I read this book because it was mentioned as an example of the problems of memory in Charles Fernyhough’s book “Pieces of Light” (which I had read because of an interest in the subject and because it had been given as a link in a Psychology MOOC that I am studying).
I have to say that I found this book to be one of the finest novels I have ever read. I am not a great novel reader, but the extraordinary mix of history, geography, literary criticism and photography linked into the personal story of a man who, as a child was taken to “safety” in Britain from the perils of the Nazi scourge in 1939 on a “Kindertransport” and finished up with a very severe Welsh Calvinist preacher and his sickly wife in rural Gwynedd.
The book is written with barely a paragraph and is a continuous flow of conversation, facts, flashback interspersed with photographs. The description of places such as London (particularly Liverpool Street) is quite simply superb. It is writing of a very high class and graphically represents place better than any novel I have ever read.
The actual storyline is narrated by someone who happens to meet the main character “Jaques Austerlitz” in a cafe in Antwerp. They then meet off and on over a period of years where Austerlitz travels to Prague and other places in the Czech Republic, Germany and lastly France in order to find out what happened to his parents. His mother very probably dying in the Theresienstadt ghetto or at one of the more infamous concentration camps. His father had escaped to Paris before he had been put on the Kindertransport to Liverpool Street, London. He finds out that he had probably escaped from Paris just before the Nazis took over the city in May 1940 but thereafter he loses all trace of what became of him.
The fascination of this book is that it is one of the most graphic novels I have read about the Holocaust and was written by a non-Jewish German! In some ways, Sebald, a product of the 60’s student movement in Germany that revolted against the sterility of post-war West Germany and the way that the events of the Nazi period had largely been swept under a carpet.
Maybe this is a book that could only have been written by a German. But this is no ordinary German.
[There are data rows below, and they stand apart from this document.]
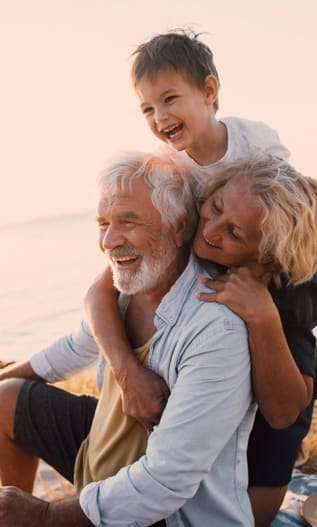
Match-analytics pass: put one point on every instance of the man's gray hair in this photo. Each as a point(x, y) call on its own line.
point(169, 178)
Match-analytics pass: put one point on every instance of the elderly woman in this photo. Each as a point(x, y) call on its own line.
point(258, 223)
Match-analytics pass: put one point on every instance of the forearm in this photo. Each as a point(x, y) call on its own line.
point(282, 392)
point(22, 369)
point(66, 513)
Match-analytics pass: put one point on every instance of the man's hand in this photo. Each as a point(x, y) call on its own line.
point(242, 289)
point(20, 509)
point(144, 396)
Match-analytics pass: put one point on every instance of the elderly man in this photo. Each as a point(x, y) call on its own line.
point(194, 470)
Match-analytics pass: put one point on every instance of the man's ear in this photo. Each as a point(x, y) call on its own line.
point(211, 90)
point(181, 233)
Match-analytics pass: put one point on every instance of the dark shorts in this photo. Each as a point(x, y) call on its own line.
point(52, 423)
point(272, 453)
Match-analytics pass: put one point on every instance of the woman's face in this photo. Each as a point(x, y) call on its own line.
point(229, 228)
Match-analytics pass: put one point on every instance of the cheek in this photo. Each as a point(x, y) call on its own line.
point(100, 241)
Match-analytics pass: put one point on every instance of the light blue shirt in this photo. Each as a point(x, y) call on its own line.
point(194, 471)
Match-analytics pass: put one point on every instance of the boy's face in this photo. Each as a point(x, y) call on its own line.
point(176, 111)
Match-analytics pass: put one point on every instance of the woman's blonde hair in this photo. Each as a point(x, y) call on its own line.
point(289, 222)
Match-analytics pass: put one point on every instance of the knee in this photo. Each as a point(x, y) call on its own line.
point(9, 391)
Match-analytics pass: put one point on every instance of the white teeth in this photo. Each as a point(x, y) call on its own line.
point(124, 258)
point(170, 128)
point(210, 243)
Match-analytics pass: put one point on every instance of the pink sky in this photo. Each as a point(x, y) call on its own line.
point(66, 102)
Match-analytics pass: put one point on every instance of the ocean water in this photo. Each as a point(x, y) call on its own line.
point(45, 268)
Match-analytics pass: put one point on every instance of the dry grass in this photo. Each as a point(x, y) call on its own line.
point(85, 383)
point(82, 382)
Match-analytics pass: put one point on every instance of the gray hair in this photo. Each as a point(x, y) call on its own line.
point(289, 222)
point(169, 178)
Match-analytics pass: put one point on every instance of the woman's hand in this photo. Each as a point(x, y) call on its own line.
point(242, 289)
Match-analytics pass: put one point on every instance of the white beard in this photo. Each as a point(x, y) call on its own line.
point(150, 272)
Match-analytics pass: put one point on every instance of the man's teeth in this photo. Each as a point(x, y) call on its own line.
point(124, 258)
point(210, 243)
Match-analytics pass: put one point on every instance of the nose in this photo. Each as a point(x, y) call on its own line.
point(212, 229)
point(110, 238)
point(160, 114)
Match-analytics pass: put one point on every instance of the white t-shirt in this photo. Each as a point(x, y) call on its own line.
point(245, 138)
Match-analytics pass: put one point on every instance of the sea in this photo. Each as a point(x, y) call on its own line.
point(45, 268)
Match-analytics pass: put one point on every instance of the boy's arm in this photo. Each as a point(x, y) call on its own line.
point(281, 390)
point(144, 393)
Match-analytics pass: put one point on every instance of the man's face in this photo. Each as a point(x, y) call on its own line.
point(229, 228)
point(177, 112)
point(139, 248)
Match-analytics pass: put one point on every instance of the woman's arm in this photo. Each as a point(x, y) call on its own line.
point(281, 390)
point(144, 393)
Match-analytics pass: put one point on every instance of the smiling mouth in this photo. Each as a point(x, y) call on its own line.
point(124, 260)
point(211, 244)
point(171, 131)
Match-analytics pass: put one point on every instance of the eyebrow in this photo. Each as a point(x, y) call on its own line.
point(129, 215)
point(165, 92)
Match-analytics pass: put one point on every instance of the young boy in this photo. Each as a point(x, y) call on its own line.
point(177, 84)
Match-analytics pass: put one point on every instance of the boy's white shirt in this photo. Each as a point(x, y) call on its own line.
point(245, 139)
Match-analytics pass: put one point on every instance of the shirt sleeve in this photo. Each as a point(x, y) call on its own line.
point(264, 138)
point(208, 402)
point(66, 356)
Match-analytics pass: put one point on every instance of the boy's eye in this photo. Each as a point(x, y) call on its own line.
point(169, 98)
point(232, 232)
point(103, 226)
point(216, 207)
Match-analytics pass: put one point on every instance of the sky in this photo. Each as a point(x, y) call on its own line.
point(67, 105)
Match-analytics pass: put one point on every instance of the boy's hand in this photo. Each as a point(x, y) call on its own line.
point(242, 289)
point(144, 396)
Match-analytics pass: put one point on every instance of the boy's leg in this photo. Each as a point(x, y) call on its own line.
point(265, 503)
point(49, 423)
point(17, 466)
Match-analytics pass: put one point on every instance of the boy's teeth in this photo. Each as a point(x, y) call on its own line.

Sebald had become an exile from his fatherland by leaving Germany in 1966. He became a lecturer at the University of East Anglia and lived in Britain (with a one year gap in Switzerland) for the rest of his life. Tragically he was killed in a car crash at the age of 57 in December 2001). At that time he had made a growing reputation as a first-class writer (and not just a literary critic as many of his colleagues were) and was being mentioned as a future Nobel Laureate for Literature.
Having read this great novel I will endeavour to try and read some of his other work, but can thoroughly recommend anyone to read this masterpiece. Notwithstanding its literary quality, it is also a brilliant book about memory (as Fernyhough had stated) in terms of what we remember, what we forget and what we need to forget in order to stay sane!